Japan’s excessive money printing has resulted in over four decades of economic stagnation. The attempts to ‘inflate’ away Japan’s debt through currency devaluations have made the BoJ the only buyer of JGBs. Consequently, distortions in the currency and bond markets have significantly undermined investor confidence.

US 10-year note yields have recently traded higher, reaching 4.62 per cent, gradually rising from the April 4 low of 3.9 per cent due to a combination of Japan’s bond sales and the Fed’s politically motivated ‘wait-and-see’ narratives. The ‘uncertainty’ comments in the May 6-7 Fed policy minutes have tempered expectations for necessary rate cuts, despite Citibank’s consumer uncertainty index being lower than before the presidential elections, when the Fed cut rates by 50 basis points.

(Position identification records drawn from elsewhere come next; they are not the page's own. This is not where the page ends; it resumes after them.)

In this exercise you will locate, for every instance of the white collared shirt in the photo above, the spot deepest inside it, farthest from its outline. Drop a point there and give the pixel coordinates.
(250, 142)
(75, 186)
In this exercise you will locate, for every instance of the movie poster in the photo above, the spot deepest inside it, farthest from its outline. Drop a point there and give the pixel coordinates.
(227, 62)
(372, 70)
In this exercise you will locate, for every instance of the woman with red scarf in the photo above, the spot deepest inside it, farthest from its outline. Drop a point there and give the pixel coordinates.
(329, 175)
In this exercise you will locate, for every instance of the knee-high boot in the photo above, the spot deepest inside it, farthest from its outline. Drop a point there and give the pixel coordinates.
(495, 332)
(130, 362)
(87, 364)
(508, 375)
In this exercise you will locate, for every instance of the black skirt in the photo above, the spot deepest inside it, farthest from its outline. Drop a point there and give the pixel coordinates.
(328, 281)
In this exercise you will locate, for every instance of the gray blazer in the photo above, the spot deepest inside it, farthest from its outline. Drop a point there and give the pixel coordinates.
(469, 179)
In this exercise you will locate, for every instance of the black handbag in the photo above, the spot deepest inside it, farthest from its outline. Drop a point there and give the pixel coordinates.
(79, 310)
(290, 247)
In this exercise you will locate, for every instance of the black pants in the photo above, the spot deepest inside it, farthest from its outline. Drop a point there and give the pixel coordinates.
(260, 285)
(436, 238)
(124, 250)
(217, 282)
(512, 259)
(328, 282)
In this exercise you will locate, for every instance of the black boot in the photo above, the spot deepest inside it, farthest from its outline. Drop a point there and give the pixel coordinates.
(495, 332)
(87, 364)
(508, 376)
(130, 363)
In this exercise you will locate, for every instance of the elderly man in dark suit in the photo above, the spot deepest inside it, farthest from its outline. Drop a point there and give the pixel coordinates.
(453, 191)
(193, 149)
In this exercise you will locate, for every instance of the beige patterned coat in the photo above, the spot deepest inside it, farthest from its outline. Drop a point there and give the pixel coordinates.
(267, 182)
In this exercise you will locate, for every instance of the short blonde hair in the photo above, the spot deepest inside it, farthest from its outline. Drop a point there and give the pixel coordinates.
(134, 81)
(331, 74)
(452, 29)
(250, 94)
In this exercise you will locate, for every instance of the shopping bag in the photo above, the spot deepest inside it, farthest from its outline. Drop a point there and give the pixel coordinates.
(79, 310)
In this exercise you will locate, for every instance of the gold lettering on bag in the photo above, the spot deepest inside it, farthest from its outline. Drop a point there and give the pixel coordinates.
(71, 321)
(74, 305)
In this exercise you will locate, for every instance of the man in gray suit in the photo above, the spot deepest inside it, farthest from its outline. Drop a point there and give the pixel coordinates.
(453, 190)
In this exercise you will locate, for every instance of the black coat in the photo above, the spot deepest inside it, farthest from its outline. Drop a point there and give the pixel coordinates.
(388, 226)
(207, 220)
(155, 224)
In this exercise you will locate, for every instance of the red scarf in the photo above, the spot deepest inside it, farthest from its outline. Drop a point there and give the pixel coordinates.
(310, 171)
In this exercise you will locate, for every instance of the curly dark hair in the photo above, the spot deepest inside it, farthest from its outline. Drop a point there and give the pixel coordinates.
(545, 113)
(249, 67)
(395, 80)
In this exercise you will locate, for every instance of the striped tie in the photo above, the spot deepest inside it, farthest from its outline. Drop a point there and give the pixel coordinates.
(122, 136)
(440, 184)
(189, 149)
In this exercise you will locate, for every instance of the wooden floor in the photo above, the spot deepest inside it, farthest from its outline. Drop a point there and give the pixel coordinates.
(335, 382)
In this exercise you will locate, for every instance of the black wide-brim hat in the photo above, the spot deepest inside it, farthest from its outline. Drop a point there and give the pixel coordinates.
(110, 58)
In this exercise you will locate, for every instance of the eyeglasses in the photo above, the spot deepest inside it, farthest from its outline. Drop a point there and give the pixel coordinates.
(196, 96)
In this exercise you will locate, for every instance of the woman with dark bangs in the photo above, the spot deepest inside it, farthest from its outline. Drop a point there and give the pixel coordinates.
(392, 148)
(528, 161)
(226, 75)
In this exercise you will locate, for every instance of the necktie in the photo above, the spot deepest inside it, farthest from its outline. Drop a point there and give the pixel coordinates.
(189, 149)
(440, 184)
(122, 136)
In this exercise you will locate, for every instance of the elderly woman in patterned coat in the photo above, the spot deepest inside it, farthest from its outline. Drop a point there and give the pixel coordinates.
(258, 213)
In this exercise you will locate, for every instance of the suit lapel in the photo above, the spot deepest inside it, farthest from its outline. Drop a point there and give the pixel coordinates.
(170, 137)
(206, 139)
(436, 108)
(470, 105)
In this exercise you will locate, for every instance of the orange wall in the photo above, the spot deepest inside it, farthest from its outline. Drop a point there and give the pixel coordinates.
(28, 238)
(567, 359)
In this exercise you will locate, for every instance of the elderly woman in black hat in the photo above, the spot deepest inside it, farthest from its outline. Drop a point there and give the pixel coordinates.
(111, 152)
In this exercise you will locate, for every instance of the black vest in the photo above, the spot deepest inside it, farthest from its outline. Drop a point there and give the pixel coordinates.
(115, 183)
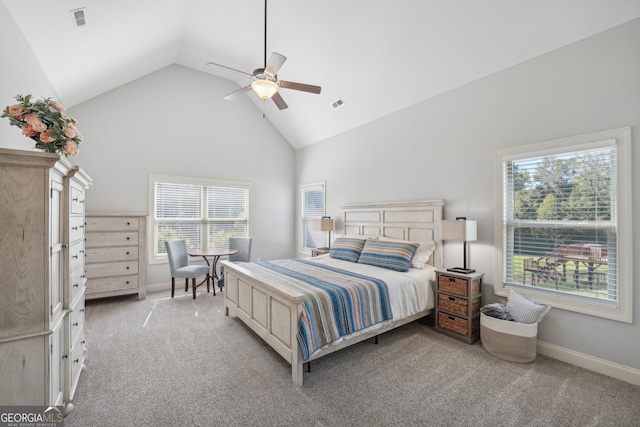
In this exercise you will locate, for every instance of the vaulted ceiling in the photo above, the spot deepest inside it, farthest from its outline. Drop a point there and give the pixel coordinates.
(378, 56)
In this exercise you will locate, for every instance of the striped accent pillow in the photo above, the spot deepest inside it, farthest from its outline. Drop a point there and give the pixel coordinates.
(392, 255)
(346, 249)
(523, 310)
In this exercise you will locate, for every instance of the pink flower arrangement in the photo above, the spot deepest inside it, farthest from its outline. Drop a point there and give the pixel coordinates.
(46, 122)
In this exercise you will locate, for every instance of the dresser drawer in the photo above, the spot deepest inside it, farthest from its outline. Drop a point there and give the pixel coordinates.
(111, 239)
(457, 305)
(77, 361)
(125, 253)
(76, 319)
(76, 228)
(76, 255)
(458, 325)
(112, 223)
(108, 284)
(111, 269)
(77, 284)
(77, 200)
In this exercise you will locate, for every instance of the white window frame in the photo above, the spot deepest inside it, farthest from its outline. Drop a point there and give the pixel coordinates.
(153, 178)
(622, 309)
(304, 188)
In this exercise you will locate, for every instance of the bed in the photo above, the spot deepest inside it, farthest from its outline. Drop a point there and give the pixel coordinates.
(268, 297)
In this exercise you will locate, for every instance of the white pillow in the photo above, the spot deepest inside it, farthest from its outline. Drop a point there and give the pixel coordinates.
(423, 252)
(353, 236)
(523, 310)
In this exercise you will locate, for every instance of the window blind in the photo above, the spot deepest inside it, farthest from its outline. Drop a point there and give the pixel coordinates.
(204, 215)
(560, 230)
(312, 208)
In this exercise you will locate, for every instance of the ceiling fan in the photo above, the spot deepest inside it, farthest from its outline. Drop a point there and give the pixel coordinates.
(265, 80)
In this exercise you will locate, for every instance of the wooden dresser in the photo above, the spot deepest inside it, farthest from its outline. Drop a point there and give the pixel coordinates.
(458, 302)
(115, 254)
(42, 285)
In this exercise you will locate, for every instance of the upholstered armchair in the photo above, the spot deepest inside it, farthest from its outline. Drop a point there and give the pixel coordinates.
(180, 268)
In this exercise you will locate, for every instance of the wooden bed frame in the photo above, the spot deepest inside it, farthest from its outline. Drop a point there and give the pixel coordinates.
(272, 310)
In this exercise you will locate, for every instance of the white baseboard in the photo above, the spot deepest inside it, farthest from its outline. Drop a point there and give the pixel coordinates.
(159, 287)
(601, 366)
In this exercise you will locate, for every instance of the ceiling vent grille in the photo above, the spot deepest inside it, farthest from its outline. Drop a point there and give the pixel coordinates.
(78, 18)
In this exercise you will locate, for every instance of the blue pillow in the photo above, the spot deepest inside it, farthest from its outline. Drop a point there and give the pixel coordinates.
(391, 255)
(346, 249)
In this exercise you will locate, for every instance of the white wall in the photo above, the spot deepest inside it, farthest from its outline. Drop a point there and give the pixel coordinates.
(175, 122)
(21, 75)
(443, 148)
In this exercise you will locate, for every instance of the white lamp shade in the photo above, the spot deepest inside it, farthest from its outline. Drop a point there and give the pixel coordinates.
(324, 224)
(463, 230)
(264, 88)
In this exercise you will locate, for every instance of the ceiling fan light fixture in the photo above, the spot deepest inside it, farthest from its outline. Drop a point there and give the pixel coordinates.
(264, 88)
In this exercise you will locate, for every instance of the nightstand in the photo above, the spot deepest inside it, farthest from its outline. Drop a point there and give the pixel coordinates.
(319, 251)
(458, 302)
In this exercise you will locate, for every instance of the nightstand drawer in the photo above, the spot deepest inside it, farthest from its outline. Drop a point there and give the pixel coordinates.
(458, 325)
(458, 305)
(458, 286)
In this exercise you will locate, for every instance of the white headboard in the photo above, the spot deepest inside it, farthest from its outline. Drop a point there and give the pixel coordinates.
(415, 221)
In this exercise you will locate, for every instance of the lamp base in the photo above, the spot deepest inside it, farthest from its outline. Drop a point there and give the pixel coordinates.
(461, 270)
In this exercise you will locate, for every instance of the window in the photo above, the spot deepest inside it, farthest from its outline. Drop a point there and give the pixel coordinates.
(203, 212)
(312, 197)
(564, 212)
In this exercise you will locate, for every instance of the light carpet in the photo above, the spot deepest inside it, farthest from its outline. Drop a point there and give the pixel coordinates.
(182, 362)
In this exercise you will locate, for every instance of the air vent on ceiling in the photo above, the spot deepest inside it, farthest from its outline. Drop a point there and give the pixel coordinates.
(339, 103)
(78, 18)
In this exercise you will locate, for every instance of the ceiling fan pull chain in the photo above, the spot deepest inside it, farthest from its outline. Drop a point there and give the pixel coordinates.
(265, 33)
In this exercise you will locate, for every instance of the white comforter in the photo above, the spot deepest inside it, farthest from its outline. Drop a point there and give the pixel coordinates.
(409, 293)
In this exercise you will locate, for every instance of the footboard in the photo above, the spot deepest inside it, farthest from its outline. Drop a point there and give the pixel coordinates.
(269, 309)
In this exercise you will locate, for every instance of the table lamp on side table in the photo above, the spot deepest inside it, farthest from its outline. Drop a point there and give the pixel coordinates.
(460, 229)
(324, 224)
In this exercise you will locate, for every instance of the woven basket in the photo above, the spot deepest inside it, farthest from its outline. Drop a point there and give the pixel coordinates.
(506, 340)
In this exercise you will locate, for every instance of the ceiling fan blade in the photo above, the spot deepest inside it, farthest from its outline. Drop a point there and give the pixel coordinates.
(229, 68)
(275, 62)
(277, 99)
(300, 86)
(236, 94)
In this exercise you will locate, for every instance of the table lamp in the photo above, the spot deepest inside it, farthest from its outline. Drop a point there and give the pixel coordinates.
(463, 230)
(324, 224)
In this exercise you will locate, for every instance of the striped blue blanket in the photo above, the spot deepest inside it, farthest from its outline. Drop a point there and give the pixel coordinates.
(336, 303)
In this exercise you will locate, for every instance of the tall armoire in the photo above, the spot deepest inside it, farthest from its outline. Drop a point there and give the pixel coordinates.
(42, 278)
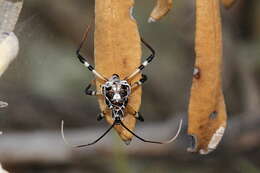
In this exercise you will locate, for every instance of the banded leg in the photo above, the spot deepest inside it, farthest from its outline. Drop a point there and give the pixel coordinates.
(145, 63)
(84, 61)
(140, 82)
(136, 114)
(102, 114)
(90, 92)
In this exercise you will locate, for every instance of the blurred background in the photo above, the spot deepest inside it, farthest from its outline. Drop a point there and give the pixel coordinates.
(46, 83)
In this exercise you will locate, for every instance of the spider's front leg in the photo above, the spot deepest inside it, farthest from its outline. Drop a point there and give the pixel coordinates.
(140, 82)
(90, 92)
(136, 114)
(102, 114)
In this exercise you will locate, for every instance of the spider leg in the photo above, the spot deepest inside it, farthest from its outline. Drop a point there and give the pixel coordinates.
(140, 82)
(90, 92)
(136, 114)
(145, 63)
(84, 60)
(102, 114)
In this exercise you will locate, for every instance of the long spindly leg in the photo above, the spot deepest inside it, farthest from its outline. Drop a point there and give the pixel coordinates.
(140, 82)
(102, 114)
(145, 63)
(84, 60)
(136, 114)
(90, 92)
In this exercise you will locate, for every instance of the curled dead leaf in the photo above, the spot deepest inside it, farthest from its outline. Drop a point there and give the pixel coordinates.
(207, 112)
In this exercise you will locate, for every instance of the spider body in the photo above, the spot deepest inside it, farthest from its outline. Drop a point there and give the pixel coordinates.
(116, 92)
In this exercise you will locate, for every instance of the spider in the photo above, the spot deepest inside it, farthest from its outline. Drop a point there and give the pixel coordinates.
(116, 92)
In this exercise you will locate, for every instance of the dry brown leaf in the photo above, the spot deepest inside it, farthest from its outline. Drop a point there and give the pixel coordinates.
(117, 50)
(207, 113)
(228, 3)
(161, 9)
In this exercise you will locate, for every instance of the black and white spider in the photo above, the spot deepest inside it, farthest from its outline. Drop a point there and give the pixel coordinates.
(116, 92)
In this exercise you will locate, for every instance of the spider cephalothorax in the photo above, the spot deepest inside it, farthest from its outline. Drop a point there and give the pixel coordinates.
(116, 94)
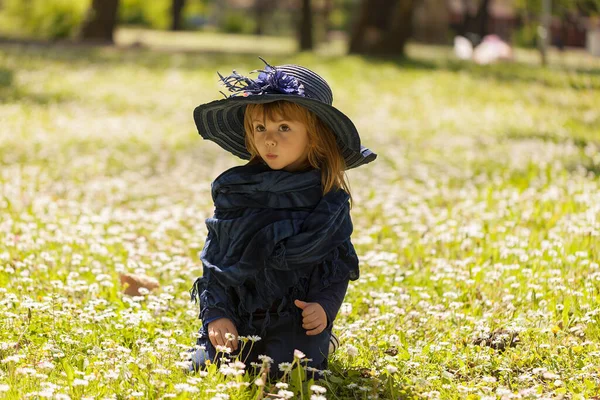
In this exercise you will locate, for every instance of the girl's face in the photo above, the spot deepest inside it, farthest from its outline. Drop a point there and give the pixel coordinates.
(282, 144)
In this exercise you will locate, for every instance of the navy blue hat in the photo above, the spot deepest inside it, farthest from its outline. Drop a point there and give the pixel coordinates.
(222, 121)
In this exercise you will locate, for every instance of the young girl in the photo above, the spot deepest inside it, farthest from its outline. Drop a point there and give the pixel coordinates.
(278, 257)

During Janet Yellen’s tenure as Biden’s US Treasury secretary, her most grotesque policy failure was to refinance our massive debt by buying shorter-dated bills and notes (chart above) instead of 10-year notes, which Yellen could have purchased below 1 per cent. Yellen’s refinancing mistake will cost US taxpayers between $500billion and $800billion.
The Federal Reserve has shifted public attention to an unquantifiable ‘uncertainty’ about Trump’s tariffs, which have not yet taken effect and may never happen. However, the Fed has overlooked mentioning how both Fed chairs’, Bernanke and Yellen’s, zero percent interest rate policies contributed to the trillions in outstanding non-performing debt in commercial and residential real estate, non-recourse loans, BBB, and high-yield bonds. Higher interest rates will increase credit events, including bond defaults and corporate bankruptcies.
Politics have driven the Fed’s most recent ‘wait-and-see’ policy. The recent ‘Fed speak’ and the 70-basis point interest rate increase will strain refinancing, limit growth, and undermine the economy’s main driver—consumer demand.
US stock markets are experiencing significant volatility and irrational exuberance. In April 2025, stock market capitalisations declined by over $5.5trillion from their record highs.
Since then, market caps and stocks have surged, especially following Wednesday’s:
1) Lawfare: A three-judge panel ruled that Trump overstepped his authority by imposing sweeping tariffs, cancelling President Trump’s tariffs, and ordering that the tariffs must be refunded.
2) Nvidia earnings, with Nvidia’s market cap nearing $4trillion (more than the annual GDP of both Germany and Japan), are once again booming toward stratospheric, unsustainable valuations, particularly among the magnificent seven tech stocks. Stocks are a sell on this news!
When markets fluctuate wildly, as we have seen since January, it serves as a warning—an extraordinary SELL signal indicating that something is seriously broken.
Meanwhile, the dishonest media will blame Trump; all facts, evidence, and data point to the Fed and BoJ’s decade-plus of misguided policies that have generated excessive debt, credit, and leverage. Beware, the big fat technology bubble is on the verge of bursting. Sell stocks now, as there will soon be other opportunities to create generational wealth.